Lumia 950 XL: 7 pts; Pixel 4a 5G: 8 pts, iPhone 12 Pro Max: 9 pts
Test 9: Dusk landscape
After sunset then, let's try a suburban low light landscape. Here's the full scene, for context:
You can grab the original photos from the Lumia 950 XL, Pixel 4a 5G, and iPhone 12 Pro Max for your own analysis. And here are 1:1 crops, in order to look at actual image quality.
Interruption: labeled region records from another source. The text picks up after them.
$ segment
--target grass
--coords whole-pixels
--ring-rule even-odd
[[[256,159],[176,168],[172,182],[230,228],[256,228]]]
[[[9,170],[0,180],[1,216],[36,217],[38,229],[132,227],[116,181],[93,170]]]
From top to bottom, from the Lumia 950 XL, Pixel 4a 5G, and iPhone 12 Pro Max:
Showing that the iPhone's default processing can still over-do it, I find plenty of its edges here artificially sharp and unnatural. The Pixel's definition is slightly more real, but neither can hold a candle to the single-frame quality shot from the Luia 950 XL, see its grass and wooden panels, for example - just amazing. When the Lumia gets focussing right, anyway! (I do have to add in the caveat that if this was me taking this shot on the iPhone 12 Pro Max for real then I'd again toggle on ProRAW mode and get even better naturalism than the Lumia and zero processing artefacts. But this feature is with the iPhone in default mode, so...)
Lumia 950 XL: 10 pts; Pixel 4a 5G: 8 pts, iPhone 12 Pro Max: 8 pts
Verdict
Adding up the points gives us an idea of the overall ranking:
- Apple iPhone 12 Pro Max (in default mode, on iOS 14.6.x): 81 pts
- Lumia 950 XL: 73 pts
- Google Pixel 4a 5G (with Android 12 beta 2): 69 pts
More data points for my overarching 'SteveMark' table, as I say. Despite winning here, I still say that the iPhone 12 Pro Max needs 'ProRAW' toggled on as needed for best results, plus I still say that the Pixel has disappointing optics.